1. A speech reverberation strength estimation method based on image recognition is characterized by comprising the following steps:

step a, converting the reverberation voice into a three-dimensional spectrogram; the three-dimensional spectrogram is subjected to color marking according to the intensity of the spectrogram energy;

step c, calculating the energy intensity of the tailing section according to the color depth in the color mark, and taking the energy intensity as an initial estimation value of the reverberation intensity;

step d, smoothing the initial estimation values of more than two tail sections to obtain a final estimation value, and taking the final estimation value as the measurement of the reverberation intensity of the reverberation voice;

in the step b, the three-dimensional spectrogram is used as the input of a neural network, and the trailing section of the reverberation voice in the three-dimensional spectrogram is obtained through the image detection function of the neural network; and, identifying the hangover segment according to the energy loss law of the reverberant speech, specifically including:

2. The method of claim 1, wherein the method comprises: the color mark means that the color is darker when the energy of the language spectrum is stronger, and the color is lighter when the energy of the language spectrum is weaker.

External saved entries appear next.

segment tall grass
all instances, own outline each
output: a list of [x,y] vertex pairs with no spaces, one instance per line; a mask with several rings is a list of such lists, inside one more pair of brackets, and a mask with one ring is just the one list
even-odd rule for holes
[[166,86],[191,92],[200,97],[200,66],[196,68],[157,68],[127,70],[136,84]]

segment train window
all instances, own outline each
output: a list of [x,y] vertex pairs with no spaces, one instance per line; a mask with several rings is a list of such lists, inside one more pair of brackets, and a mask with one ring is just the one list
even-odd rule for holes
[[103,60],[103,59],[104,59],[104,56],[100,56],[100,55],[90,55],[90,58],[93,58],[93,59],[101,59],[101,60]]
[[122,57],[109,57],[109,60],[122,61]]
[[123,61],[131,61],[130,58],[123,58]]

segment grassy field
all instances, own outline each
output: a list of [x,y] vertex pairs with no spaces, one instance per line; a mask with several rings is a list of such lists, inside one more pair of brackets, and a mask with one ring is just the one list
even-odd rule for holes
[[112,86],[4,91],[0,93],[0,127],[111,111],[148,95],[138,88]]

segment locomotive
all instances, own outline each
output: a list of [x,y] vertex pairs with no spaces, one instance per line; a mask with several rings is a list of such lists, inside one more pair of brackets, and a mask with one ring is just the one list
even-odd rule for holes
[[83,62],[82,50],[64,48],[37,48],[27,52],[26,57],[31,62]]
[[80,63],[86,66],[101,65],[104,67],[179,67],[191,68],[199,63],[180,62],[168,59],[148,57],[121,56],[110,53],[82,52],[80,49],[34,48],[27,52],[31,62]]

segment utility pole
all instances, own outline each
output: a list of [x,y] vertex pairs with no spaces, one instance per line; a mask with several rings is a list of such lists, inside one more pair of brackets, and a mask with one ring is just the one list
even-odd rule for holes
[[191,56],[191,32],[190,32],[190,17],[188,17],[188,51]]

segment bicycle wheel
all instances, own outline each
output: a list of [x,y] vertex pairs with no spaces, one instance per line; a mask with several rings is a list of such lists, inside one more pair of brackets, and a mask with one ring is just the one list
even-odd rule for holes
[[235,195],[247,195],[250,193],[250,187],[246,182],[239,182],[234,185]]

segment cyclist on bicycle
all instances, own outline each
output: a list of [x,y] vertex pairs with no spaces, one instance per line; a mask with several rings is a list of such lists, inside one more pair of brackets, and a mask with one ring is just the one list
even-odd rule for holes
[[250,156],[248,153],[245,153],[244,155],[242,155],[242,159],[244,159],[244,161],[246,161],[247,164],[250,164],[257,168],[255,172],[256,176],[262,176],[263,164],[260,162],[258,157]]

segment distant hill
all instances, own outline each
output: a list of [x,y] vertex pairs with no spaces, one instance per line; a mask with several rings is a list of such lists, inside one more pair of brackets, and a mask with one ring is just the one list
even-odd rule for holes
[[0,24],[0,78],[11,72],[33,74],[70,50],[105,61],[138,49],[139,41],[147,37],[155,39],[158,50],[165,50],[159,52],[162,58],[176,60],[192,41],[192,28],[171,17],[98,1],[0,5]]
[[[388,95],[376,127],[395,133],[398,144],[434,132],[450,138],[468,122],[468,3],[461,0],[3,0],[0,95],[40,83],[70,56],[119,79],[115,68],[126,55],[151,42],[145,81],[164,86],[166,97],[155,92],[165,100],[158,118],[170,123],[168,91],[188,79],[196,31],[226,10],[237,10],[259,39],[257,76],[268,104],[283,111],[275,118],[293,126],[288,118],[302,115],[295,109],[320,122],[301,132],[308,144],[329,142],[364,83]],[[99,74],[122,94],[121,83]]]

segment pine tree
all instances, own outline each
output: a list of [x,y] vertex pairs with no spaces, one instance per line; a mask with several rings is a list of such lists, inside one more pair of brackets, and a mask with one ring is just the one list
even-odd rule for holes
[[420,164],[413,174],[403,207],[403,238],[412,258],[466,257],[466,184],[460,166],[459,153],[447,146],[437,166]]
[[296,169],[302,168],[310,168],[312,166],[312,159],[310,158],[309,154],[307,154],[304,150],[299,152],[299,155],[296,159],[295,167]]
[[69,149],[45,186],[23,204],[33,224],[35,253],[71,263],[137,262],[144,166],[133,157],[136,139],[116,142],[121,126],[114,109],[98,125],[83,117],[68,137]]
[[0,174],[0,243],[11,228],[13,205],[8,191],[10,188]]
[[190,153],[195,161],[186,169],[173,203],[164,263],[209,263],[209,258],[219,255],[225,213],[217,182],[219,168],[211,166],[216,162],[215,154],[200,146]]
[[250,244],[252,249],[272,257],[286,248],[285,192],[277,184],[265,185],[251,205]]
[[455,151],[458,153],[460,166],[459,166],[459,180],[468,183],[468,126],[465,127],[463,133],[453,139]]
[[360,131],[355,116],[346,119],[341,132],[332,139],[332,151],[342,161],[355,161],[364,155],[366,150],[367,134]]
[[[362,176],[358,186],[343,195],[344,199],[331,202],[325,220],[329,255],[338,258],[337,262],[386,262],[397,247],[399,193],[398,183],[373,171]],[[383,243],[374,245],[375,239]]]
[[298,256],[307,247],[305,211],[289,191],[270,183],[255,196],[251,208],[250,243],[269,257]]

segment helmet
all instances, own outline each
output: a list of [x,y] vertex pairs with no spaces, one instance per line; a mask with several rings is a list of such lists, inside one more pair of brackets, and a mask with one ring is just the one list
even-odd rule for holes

3. The method of claim 1, wherein the method comprises: the neural network adopts TDNN neural network or CNN neural network.

4. The method of claim 1, wherein the method comprises: in the step d, a log1p function is adopted for smoothing; the calculation method is as follows:

log1p=log(x+1)；

wherein x is an initial estimation value of the trailing segment.

5. An image recognition-based speech reverberation strength estimation device, characterized in that the device comprises a memory, a processor and an image recognition-based speech reverberation strength estimation program stored on the memory and executable on the processor, wherein the image recognition-based speech reverberation strength estimation program, when executed by the processor, implements the steps of the image recognition-based speech reverberation strength estimation method according to any of the claims 1 to 4.

6. A computer-readable storage medium, characterized in that the computer-readable storage medium has stored thereon an image recognition-based speech reverberation strength estimation program, which when executed by a processor implements the steps of the image recognition-based speech reverberation strength estimation method according to any one of claims 1 to 4.